À ses deux ans, toujours pas d’appel. Son pédiatre insiste pour vérifier et on nous apprend que sa requête a été perdue… On a attendu quinze mois pour rien ! Ils nous remettent sur la liste d’attente.

On veut que notre fille ait tout de même les suivis dont elle a besoin, donc on continue de voir tous les spécialistes au privé. Orthophoniste aux deux mois. Physiothérapeute aux trois semaines. Ophtalmologiste aux six mois. On se dit qu’au moins, en attendant que le système public la prenne en charge, on pourra lui offrir des outils pour l’aider au quotidien.

Plusieurs mois plus tard, toujours aucun appel. On consulte un audiologiste au privé, qui nous explique qu’il est impossible dans notre région de faire les tests auditifs complets avant trois ans… Il appelle à l’hôpital et demande à nous mettre sur la liste d’attente « prioritaire ».

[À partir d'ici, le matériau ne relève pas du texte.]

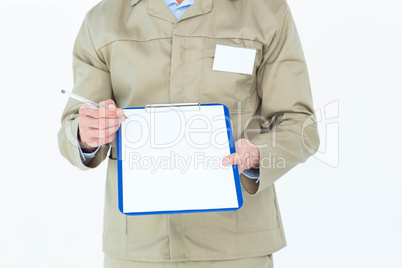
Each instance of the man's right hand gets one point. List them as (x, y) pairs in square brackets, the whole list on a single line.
[(98, 126)]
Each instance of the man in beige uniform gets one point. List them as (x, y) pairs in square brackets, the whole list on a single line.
[(135, 52)]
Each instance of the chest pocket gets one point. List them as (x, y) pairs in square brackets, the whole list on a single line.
[(229, 88)]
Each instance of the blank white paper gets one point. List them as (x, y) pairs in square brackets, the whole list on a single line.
[(172, 160)]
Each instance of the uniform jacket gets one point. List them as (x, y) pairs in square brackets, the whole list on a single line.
[(137, 53)]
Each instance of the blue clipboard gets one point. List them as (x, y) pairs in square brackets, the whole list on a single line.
[(126, 177)]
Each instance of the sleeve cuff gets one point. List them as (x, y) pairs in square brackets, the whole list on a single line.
[(87, 157), (252, 173)]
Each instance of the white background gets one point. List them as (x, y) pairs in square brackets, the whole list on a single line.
[(344, 213)]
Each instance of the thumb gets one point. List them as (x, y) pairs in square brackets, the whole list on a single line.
[(232, 159)]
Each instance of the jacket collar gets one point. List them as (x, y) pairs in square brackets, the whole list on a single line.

Le jour de son troisième anniversaire, un audiologiste de l’hôpital nous appelle enfin. Deux jours plus tard, les résultats du test auditif confirment une « grosse surdité ». Elle n’a jamais fait d’otite ; pourtant, elle a beaucoup de liquide qui bloque les sons derrière ses tympans. L’audiologiste nous fait monter à l’étage de l’otorhinolaryngologiste. L’« ORL » pour les intimes. Il a eu le temps de lire le dossier et rencontre notre fille. Il est étonné qu’une enfant ayant une surdité comme la sienne soit aussi réactive. Selon lui, avec une telle surdité, les enfants sont habituellement complètement refermés sur eux‑mêmes. Notre fille, elle, se tourne vers lui, lui sourit et chantonne… Il planifie une chirurgie le plus rapidement possible.

Le jour de la chirurgie arrive. Elle entre au bloc, souriante. On lui pose des tubes et retire les adénoïdes. C’est une chirurgie anodine, fréquente, voire banale. Tellement d’enfants se font poser des tubes !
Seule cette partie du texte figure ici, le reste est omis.